Thursday, November 09, 2006

O SUCESSO DA ILITERACIA


Num mundo em que a iliteracia se travestiu de alfabetização, vale a pena reflectir sobre as consequências que tal facto produz a nível planetário. Sobretudo aqui, na Europa, em que os teatros tentam desesperadamente sobreviver, as companhias de bailado são encerradas, enquanto os jovens ouvem o seu próprio vazio, disfarçado de sonoridades menores.

“Esta” Europa, que produziu Camões, Pessoa, Goethe, Dante, Elliot, Freud e tantos outros, vê-se hoje a braços com o esvaziamento identitário resultante da homogeneização de culturas, de saberes e de pseudo-saberes que invadem o Velho Continente.

Refiro-me em particular à Europa, posto que ela é o berço civilizacional que viabilizou outras culturas, outras matrizes colectivas, sobretudo no Novo Mundo.

Aqui, como lá, assistimos, de um lado, à impressionante expansão do que designaríamos por alta ciência e também, por que não dizê-lo, da alta cultura.

Por outro lado, verificamos a proliferação da chamada literatura light, que vende às dezenas de milhar, e à impostura que se propõe a explicar os mistérios do mundo, das culturas à religião, da astrologia, claramente correspondendo à manutenção de um nível pré-científico no século XXI. Mesmo sem um planeta (Plutão), a astrologia enche gabinetes, dá origem a horóscopos, etc.

É neste mundo que a obra de Dan Brown campeia e faz sucesso.

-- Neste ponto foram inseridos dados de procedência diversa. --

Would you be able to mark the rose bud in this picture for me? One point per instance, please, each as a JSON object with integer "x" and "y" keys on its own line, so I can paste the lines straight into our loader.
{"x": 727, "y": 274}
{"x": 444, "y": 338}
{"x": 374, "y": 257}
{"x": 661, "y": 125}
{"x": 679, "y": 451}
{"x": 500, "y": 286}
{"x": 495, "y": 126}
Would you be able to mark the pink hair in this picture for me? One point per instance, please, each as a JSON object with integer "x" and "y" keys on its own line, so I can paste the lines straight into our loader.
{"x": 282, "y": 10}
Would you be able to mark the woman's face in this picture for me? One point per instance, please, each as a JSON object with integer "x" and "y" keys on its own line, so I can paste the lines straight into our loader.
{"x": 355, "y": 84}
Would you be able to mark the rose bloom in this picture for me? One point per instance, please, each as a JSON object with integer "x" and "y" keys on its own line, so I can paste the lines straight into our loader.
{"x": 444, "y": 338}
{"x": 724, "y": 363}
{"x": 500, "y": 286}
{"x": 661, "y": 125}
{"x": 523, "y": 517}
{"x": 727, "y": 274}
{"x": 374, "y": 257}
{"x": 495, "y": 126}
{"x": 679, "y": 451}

Segundo a sua editora em Portugal, a Bertrand, um em cada dez portugueses já leu o tristemente famoso escritor norte-americano. Ou seja, foram utilizadas 777 toneladas de papel que juntas têm 91 vezes o comprimento da Torre Eiffel, além de alinhados poderem cobrir a distância que separa Lisboa do Algarve. E, no entanto, a obra de Dan Brown não passa de pastiche intelectual, cozinhada em pseudo-saberes históricos, em relações fantásticas, por sua vez engendrando enredos de baixo nível.

O pior, para além da atitude acrítica que move a imensa maioria dos leitores de Brown, é a impressionante divulgação a nível planetário da sua obra. Por exemplo, o Código da Vinci já vendeu mais de 40 milhões de exemplares, dos quais cerca de meio milhão no nosso país. Ombreando com as telenovelas de segunda e o número incomensurável de programas sobre futebol, ultrajantes pela fala vazia produzida, a obra de Dan Brown é, no entanto, mais perigosa.

A sua pretensão explicativa não só põe em questão os fundamentos mítico-simbólicos da nossa cultura, como fornece pseudo-explicações ao alcance de todos.

Talvez um dia não precise de voltar a escrever sobre isto, embora saiba que esse dia, se vier, muito tardará.